The participatory dynamic is dependent on its seemingly natural fit with features of contemporary life. We are already accustomed to thinking of ourselves and our relations in terms of networks and to living in an everyday habitus that has been shaped in the very ways that the new science exploits. Social networking, for instance, trains us in profiling ourselves according to specified formats, maintaining our relations through techniques of self-reflexive and performative information management, and tracking and providing continuous feedback on others’ online actions—and vice versa. The practices of smart games, self-monitoring, fitness tracking, feedback-based rewards, and data sharing are all familiar. We find much of this pleasurable, and workers themselves may expect and demand that work be organized along these lines. “Our tendency to desire some types of surveillance,” according to John Gilliom and Torin Monahan the authors of SuperVision: An Introduction to the Surveillance Society, “is a fascinating dimension of the surveillance society.”4040xGilliom and Monahan, SuperVision, 9.

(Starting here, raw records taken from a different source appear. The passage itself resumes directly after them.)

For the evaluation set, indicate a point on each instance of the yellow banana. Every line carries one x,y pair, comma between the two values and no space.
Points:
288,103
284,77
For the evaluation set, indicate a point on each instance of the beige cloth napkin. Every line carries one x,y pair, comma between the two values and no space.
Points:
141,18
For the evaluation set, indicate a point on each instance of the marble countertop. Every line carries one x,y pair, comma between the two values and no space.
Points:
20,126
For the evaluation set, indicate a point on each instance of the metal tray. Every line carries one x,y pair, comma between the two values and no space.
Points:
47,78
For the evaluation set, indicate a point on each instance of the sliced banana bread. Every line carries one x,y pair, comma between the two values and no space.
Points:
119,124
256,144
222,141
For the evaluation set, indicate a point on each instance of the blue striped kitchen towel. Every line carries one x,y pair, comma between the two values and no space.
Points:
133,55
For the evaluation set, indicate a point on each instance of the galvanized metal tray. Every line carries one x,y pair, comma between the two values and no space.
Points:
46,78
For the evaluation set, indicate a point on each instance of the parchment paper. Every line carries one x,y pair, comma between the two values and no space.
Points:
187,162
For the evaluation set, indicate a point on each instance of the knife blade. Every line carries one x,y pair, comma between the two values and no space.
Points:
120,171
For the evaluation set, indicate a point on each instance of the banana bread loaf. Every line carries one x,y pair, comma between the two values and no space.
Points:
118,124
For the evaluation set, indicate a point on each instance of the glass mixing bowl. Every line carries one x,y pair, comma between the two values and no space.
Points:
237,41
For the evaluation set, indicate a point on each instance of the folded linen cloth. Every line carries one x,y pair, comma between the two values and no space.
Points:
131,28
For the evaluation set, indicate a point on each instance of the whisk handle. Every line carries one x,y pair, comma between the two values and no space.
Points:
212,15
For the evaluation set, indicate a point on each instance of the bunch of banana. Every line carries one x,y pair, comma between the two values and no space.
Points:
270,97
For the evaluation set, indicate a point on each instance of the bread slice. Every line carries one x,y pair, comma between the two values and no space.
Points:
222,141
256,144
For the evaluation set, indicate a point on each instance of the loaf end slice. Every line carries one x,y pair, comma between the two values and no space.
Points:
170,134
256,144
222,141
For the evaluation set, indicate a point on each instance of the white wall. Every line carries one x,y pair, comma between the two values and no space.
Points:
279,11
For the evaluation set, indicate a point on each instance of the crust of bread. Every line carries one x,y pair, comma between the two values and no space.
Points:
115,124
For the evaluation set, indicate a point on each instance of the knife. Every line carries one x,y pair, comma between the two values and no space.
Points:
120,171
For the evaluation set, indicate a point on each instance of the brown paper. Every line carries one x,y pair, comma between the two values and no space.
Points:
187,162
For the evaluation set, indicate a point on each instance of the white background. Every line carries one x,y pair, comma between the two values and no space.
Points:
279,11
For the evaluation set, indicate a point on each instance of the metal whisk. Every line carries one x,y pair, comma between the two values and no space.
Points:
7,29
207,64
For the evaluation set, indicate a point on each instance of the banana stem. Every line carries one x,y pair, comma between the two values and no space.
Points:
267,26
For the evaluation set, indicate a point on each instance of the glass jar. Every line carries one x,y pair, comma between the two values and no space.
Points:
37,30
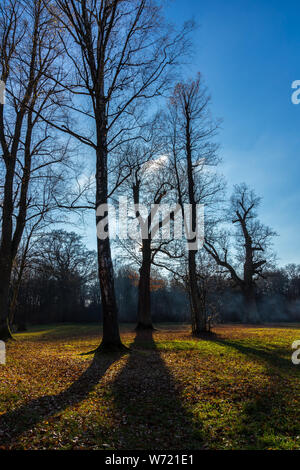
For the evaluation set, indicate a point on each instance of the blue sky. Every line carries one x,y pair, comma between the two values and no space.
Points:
249,54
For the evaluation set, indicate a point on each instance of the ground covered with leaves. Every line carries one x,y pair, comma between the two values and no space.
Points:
235,390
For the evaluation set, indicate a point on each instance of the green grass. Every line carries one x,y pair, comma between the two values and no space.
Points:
238,390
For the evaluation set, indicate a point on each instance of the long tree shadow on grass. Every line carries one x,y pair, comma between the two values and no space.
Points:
269,418
21,419
151,410
272,358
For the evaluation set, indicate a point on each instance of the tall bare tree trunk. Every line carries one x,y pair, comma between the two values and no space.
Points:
111,340
198,316
251,311
5,275
144,289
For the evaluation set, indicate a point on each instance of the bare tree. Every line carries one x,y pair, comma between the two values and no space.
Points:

This familiarity obscures the nature of the transformation. Incorporating workers into the process of instrumented control creates new values that reorient their relations to coworkers and to their own subjectivity. Participation and incentivization train workers to see others with an ever more rationalized logic of commodification, optimization, and detachment. Unlike face-to-face or even direct written communication, machine-based employee exercises of peer evaluation and pressure are not typically known to the one being subjected to these actions, nor linked back to a fellow employee as the source. Further, since employee actions with regard to peers are seen by managers or team members, there is pressure to align these actions with the organization’s expectations of performance and efficiency, whatever employees’ private feelings or allegiances. The whole point, after all, is leveraging worker solidarities—their trust, loyalty, and vulnerability—for company benefit.

At the same time, participation in surveillance is also directed to reorienting how workers perceive themselves. Seeing and being seen by people whose approval they care about drives them to introject themselves into the relentless feedback-driven processes of self-optimization. Participatory surveillance, cloaked in the language of self-fulfillment and autonomy, induces employees to internalize a transparent mirror, to direct the scientific, managerial gaze back upon themselves, to self-incorporate the external standards, and to propel their own continuous conformity and improvement. To become both governing and governable, and thereby to reduce any distance between the workers’ goals and those of the organization—that is the totalizing promise of social physics in the workplace.